Proposals for presentations in English, Spanish, Portuguese or French are welcomed and shall be submitted before 15 mars 2017 at the latest by e-mail to colloque.femart@gmail.com. They must include:

  • Name and title of the author and contact information
  • Title of the proposed presentation
  • Brief Abstract (300 words)
  • Brief Biographical Statement
  • Selective bibliography

Notification of paper acceptance: 15 March 2017

An independent reading committee will select papers from the conference for publication in a special journal issue or an edited book volume.

Organizing Committee

  • Christelle Gomis (European University Institute)
  • Sandra Gondouin (Université Rouen Normandie)
  • Anouk Guiné (Université Le Havre Normandie)
  • Romain Magras (Université Rouen Normandie)
  • Emanuele de Maupeou (Université Rouen Normandie)
  • Lissell Quiroz (Université Rouen Normandie)

International Scientific Committee

  • Paola Bacchetta (UC Berkeley)
  • Sandeep Bakshi (Université Le Havre Normandie)
  • Jules Falquet (Université Paris Diderot)
  • Ramón Grosfoguel (UC Berkeley)
  • Marie-José Hanaï (Université Rouen Normandie)
  • Nathalie Ludec (Université de Rennes 2)
  • Caroline Lepage (Université Paris Ouest Nanterre)
  • Françoise Martinez (Université de La Rochelle)
  • María Emma Mannarelli (Universidad Mayor de San Marcos, Lima)

NOTES

[1] Elsa Dorlin, « Introduction », dans Wallace Michele, Combahee River Collective, Lorde Audre… [et al.], Black feminism : anthologie du féminisme africain-américain, 1975-2000, Paris : l’Harmattan, 2008, p. 15. On this subject, see also, Gerda Lerner, The Grimke Sisters from South Carolina: Rebels Against Slavery, Boston: Houghton Mifflin Co., 1967.

[2] Different indigenous communities and organizations refuse to use the term “America” and prefer instead the term “Abya Yala” to designate the American continent. This expression has been taken up by decolonial thinkers.

[3] Carlos Aguirre, Agentes de su propia libertad. Los esclavos de Lima y la desintegración de la esclavitud. 1821-1854, Lima, 1993, Fondo editorial de Pontificia Universidad Católica del Perú; María Eugenia Chaves, «La mujer esclava y sus estrategias de libertad en el mundo hispano colonial a fines del siglo XVIII, Anales, n° 1, Göteborg University, 1998, p. 91-117; Aline Helg, Plus jamais, esclaves. De l’insoumission à la révolte, le grand récit d’une émancipation (1492-1838), Paris, Ed. La Découverte, 2016.

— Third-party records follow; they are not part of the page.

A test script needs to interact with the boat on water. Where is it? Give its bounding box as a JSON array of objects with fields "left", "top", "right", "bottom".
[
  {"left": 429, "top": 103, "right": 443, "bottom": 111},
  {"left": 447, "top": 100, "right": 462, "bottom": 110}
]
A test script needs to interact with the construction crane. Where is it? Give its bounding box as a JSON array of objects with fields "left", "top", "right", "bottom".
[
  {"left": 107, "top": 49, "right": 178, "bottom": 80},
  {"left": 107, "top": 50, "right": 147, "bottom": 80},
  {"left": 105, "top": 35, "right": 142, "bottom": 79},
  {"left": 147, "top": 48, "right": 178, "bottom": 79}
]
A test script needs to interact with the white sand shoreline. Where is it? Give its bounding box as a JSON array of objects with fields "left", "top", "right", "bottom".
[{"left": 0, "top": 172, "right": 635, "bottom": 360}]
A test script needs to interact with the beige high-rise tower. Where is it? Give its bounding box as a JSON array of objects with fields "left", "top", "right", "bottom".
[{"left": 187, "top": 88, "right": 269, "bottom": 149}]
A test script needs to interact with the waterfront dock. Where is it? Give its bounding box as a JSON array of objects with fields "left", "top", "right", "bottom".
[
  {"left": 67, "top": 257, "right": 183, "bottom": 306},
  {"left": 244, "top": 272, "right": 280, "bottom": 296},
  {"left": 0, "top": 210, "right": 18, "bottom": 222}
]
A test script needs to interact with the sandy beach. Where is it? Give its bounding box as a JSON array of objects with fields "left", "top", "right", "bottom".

[4] Aymaras Gregoria Apaza (1751-1782), Bartolina Sisa (1753-1782) and Afro-Indian Micaela Bastidas (1744-1781) had leadership roles in the struggle for independence and died as martyrs.

[5] Jules Falquet, «La propuesta decolonial desde Abya Yala: siguiendo las raíces feministas y lésbicas autónomas», in De la Fuente Juan Ramón, Pérez Herrero Pedro, El reconocimiento de las diferencias. Estado, Nación, identidades y representación en la globalización, Madrid, Marcial Pons, 2016.

[6] Paola Bacchetta, Jules Falquet, Théories féministes et queers décoloniales : interventions chicanas et latinas états-uniennes, Les Cahiers du CEDREF, Paris, 2011.

[7] Black feminism …, op. cit., p. 57.